Up to this moment Bram had believed this of Theodore; now for the first time it flashed through his mind that it was not true. However, he made a vague motion of the head which Theodore took for assent, and the latter went on. He seemed to have become suddenly possessed by a spirit of self-abasement, to feel the need of opening his heart.
“There was no harm in my sending her to meet him—until—last night,” pursued the conscience-stricken man. “I know I did wrong in letting her go then!”
Bram sat up in his chair with horror in his eyes.
“You sent her? Begging, of course, as usual?”
The words were harsh enough, brutal, perhaps, in the circumstances. But Bram’s feeling was too strong for him to be able to choose the expression of it. That this father, knowing what he did know, suspecting what he did suspect, should have sent his daughter to ask Christian for money was so shocking to his feelings that he was perforce frank to the utmost.
“What could I do? How could I help it? One has got to live, Claire as well as I!” muttered Theodore, avoiding Bram’s eyes, and looking at the fire. “Besides, we don’t know anything. We may be doing her wrong in suspecting—what—what we did suspect,” said he earnestly, persuasively. “She never told me that she went away with him, never! I believe it’s a libel to say she did, the mere malicious invention of evilly-disposed persons to harm my child.”
Bram was silent. These words chimed in so well with the hopes he would fain have cherished that, even from the lips of Mr. Biron, they pleased him in spite of his own judgment. Encouraged by the attitude which he was acute enough to perceive in his companion, Theodore went on—
“No, you may blame me as much as you like. You have more to blame me for than you know. I’m going to tell you all about it—yes, all about it.” And he began to play nervously with his handkerchief, and to dart at Bram a succession of quick, restless glances. “But I will hear nothing against my child. It’s not her fault that she’s the daughter of her father, is it? But she’s not a chip of the old block, as you know, Elshaw.”

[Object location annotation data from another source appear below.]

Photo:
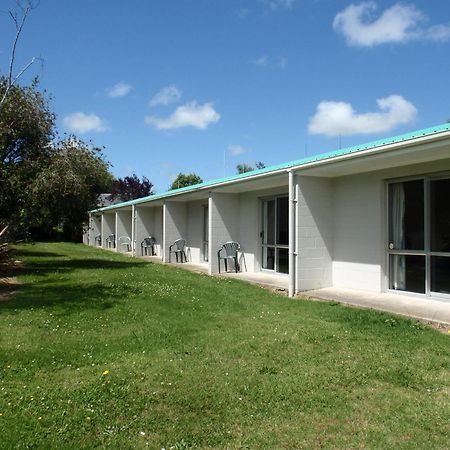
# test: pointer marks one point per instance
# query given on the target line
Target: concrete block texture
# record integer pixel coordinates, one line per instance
(108, 226)
(314, 232)
(224, 224)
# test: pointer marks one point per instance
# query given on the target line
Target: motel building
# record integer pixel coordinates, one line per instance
(370, 218)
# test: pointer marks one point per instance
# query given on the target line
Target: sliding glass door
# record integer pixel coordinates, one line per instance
(275, 234)
(419, 236)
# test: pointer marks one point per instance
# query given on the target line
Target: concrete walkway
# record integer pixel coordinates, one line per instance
(272, 281)
(419, 308)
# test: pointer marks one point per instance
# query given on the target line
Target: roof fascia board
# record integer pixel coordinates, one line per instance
(429, 134)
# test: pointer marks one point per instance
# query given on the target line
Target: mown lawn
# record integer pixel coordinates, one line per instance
(103, 351)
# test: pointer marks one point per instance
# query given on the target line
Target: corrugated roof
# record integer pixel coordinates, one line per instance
(296, 163)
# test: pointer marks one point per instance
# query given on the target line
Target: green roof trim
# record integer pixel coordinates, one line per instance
(299, 162)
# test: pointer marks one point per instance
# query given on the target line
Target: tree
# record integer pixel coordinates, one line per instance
(130, 188)
(26, 133)
(19, 21)
(65, 189)
(243, 168)
(185, 179)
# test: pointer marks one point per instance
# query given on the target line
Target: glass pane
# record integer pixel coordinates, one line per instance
(282, 221)
(269, 258)
(407, 273)
(283, 260)
(269, 220)
(440, 274)
(440, 215)
(406, 215)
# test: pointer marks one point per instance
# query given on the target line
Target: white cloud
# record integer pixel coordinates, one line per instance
(398, 24)
(262, 61)
(80, 122)
(236, 149)
(166, 96)
(339, 118)
(119, 90)
(282, 63)
(276, 4)
(242, 13)
(190, 115)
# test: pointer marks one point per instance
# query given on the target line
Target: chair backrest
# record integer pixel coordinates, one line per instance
(149, 241)
(180, 244)
(231, 248)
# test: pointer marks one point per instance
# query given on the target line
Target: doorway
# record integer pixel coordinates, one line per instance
(275, 234)
(419, 236)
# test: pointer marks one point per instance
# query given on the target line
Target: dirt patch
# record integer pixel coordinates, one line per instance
(8, 286)
(443, 328)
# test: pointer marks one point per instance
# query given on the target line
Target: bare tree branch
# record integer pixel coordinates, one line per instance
(11, 79)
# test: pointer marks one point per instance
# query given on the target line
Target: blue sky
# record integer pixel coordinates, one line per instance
(170, 86)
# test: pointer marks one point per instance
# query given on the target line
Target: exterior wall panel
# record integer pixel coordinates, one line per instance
(314, 233)
(224, 224)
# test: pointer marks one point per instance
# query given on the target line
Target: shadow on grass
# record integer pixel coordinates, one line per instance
(42, 268)
(32, 253)
(68, 299)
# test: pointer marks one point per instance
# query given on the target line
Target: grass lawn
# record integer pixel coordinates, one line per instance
(103, 351)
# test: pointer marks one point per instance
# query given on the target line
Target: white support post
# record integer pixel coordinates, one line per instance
(164, 233)
(115, 230)
(133, 230)
(210, 255)
(102, 230)
(292, 253)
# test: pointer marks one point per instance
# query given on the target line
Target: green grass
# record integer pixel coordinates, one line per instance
(103, 351)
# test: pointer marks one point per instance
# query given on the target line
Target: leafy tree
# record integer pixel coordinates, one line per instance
(26, 132)
(44, 186)
(130, 188)
(243, 168)
(66, 188)
(185, 179)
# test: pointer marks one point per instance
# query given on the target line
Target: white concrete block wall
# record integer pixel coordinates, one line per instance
(158, 229)
(358, 232)
(250, 224)
(224, 224)
(175, 224)
(314, 232)
(108, 226)
(194, 235)
(360, 222)
(95, 229)
(124, 226)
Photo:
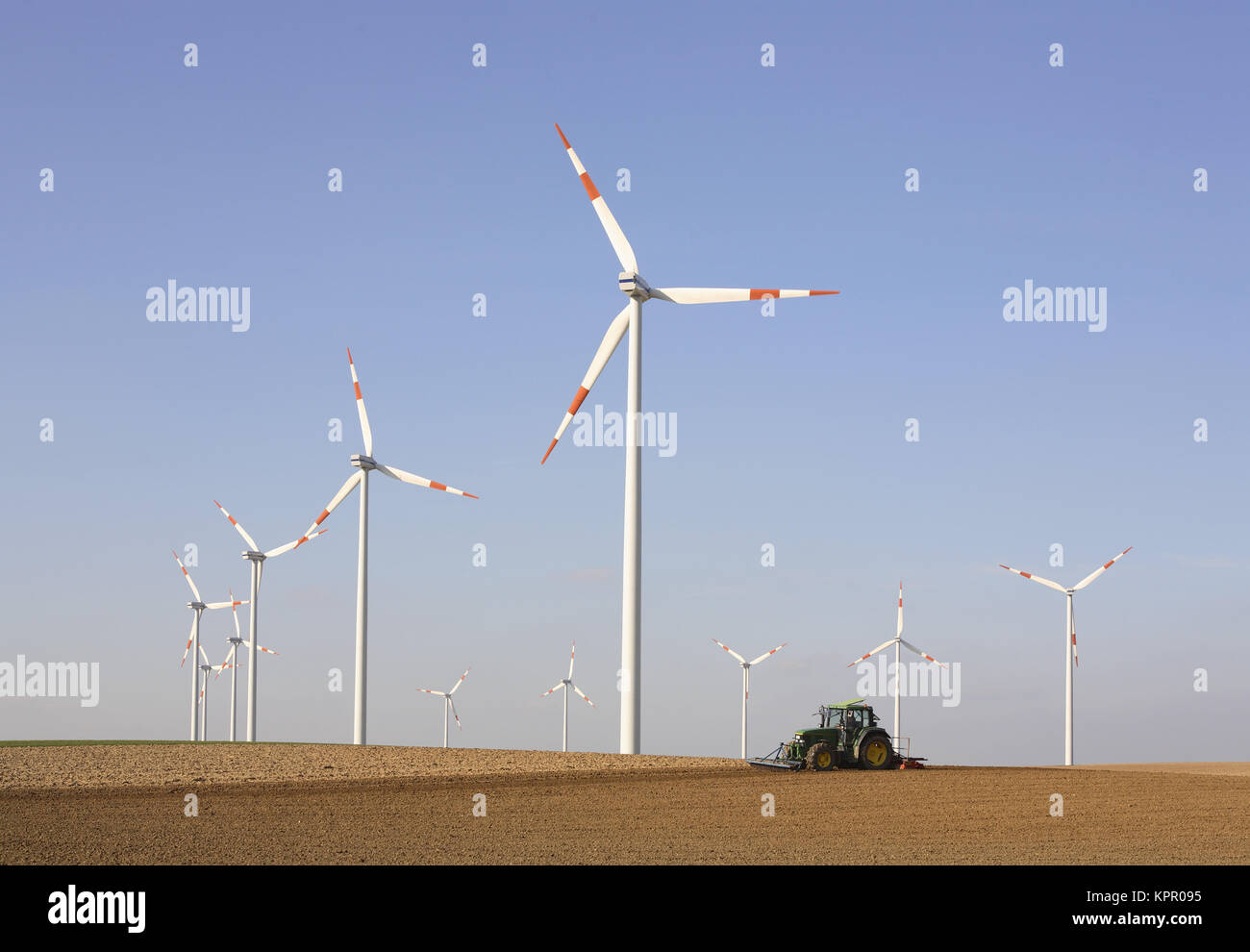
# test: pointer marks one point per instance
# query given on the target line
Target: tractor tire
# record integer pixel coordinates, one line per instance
(876, 752)
(821, 757)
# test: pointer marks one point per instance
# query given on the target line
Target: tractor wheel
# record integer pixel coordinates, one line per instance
(876, 754)
(821, 757)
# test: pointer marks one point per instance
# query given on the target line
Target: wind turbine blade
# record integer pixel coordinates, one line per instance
(724, 295)
(769, 654)
(459, 683)
(338, 497)
(190, 638)
(740, 659)
(615, 331)
(403, 476)
(361, 409)
(1049, 584)
(188, 576)
(292, 543)
(1099, 571)
(928, 658)
(879, 647)
(249, 539)
(620, 243)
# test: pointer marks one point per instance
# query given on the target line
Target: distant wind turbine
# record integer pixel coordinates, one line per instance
(746, 680)
(1069, 638)
(449, 706)
(563, 686)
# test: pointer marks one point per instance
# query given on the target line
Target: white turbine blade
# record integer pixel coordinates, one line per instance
(1099, 571)
(724, 295)
(620, 243)
(361, 409)
(249, 539)
(879, 647)
(459, 683)
(294, 543)
(769, 654)
(740, 659)
(928, 658)
(188, 576)
(615, 331)
(190, 638)
(338, 497)
(1049, 584)
(403, 476)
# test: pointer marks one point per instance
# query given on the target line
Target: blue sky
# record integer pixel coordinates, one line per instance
(790, 427)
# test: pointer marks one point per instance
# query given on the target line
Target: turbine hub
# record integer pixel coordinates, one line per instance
(634, 285)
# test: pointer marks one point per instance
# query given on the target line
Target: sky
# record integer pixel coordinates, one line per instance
(920, 160)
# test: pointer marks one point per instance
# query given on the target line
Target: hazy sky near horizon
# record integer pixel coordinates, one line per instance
(790, 431)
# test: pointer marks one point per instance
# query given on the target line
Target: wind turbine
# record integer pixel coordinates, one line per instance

Bram, who was getting anxious about leaving Claire so long without medical attention, got up from his chair. He did not feel inclined to encourage the evident desire of Mr. Biron for the luxury of confession, of self-abasement. Like most vain persons, Theodore was almost as willing to excite attention by the record of his misdeeds as by any other way. And in the same way, when he felt inclined to write himself down a sinner, nothing would content him but to be the greatest sinner of them all. So he put up an imploring hand to detain Bram.
“Wait,” he said petulantly. “Didn’t I say I had something to tell you? It’s something that concerns Claire, too.”